Tour operators are also promoting packages to match the new demand. Multi-country European tours, long-stay Caribbean packages, and cultural trips to Japan are all being marketed to Canadians who want alternatives to US holidays.
For US destinations, the drop in Canadian visitors is a warning sign. Canadians are high-value travellers who often stay longer and spend more than domestic tourists. Losing this segment could mean millions of dollars in lost revenue for hotels, attractions, and restaurants in US cities.
For Mexico, Europe, Japan, and parts of the Caribbean, the trend represents an opportunity. These destinations can capture more Canadian market share by maintaining competitive pricing, offering direct flights, and highlighting unique cultural and leisure experiences.
In Canada, tourism boards can use this shift to encourage more domestic holidays. By promoting national parks, festivals, and regional food scenes, they can keep travel spending within the country.

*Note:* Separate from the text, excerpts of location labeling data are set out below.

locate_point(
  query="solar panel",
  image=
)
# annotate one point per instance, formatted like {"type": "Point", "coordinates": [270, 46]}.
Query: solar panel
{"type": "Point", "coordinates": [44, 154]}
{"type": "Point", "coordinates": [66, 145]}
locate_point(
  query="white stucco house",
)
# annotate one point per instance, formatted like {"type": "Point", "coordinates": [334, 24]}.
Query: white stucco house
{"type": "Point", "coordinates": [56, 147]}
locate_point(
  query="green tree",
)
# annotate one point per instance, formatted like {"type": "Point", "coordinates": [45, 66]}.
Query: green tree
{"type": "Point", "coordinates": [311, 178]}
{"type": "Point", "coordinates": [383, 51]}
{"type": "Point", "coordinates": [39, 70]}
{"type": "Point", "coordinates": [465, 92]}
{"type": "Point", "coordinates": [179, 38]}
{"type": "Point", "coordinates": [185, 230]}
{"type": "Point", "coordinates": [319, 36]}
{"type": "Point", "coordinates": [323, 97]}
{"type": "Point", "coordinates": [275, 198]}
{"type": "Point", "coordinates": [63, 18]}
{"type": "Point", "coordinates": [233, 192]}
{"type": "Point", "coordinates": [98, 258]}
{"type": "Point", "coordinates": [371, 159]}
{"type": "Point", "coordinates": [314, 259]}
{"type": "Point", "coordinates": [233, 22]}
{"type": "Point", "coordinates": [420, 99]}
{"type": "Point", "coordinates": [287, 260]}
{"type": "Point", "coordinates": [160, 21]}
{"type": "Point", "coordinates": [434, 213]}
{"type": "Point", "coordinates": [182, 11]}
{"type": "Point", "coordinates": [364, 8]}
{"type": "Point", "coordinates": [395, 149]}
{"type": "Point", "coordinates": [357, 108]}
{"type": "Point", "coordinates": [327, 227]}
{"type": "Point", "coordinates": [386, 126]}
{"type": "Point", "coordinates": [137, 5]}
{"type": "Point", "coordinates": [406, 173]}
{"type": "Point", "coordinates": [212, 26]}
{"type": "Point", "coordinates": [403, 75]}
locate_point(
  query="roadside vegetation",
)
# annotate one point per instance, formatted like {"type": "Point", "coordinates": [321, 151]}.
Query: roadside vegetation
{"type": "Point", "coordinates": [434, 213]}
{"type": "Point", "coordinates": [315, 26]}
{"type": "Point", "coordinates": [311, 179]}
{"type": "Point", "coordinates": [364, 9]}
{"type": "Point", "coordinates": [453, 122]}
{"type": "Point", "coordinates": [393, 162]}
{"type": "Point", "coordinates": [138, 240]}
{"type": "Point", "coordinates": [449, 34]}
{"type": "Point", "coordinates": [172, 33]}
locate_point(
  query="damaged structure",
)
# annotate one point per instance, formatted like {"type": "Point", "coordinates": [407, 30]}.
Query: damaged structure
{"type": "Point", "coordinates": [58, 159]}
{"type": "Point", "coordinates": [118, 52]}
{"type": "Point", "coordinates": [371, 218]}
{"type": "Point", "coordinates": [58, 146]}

The data points to a clear list of winners in 2025. Mexico is leading the way with its beach resorts and growing list of city destinations. Europe is pulling in travellers with its cultural variety and improved flight access. Japan is rising quickly as a long-haul favourite thanks to events like Expo 2025 and its unique mix of tradition and innovation. The Caribbean remains popular, though success varies by island. And Canada itself is holding more travellers who might otherwise have gone south.
If current trends continue, US destinations may see further declines in Canadian arrivals. Any easing of trade tensions or weakening of the US dollar could help reverse the trend, but the competition from Mexico, Europe, and Asia will remain strong. Airlines are likely to keep adjusting routes to match demand, which could further cement these new travel patterns.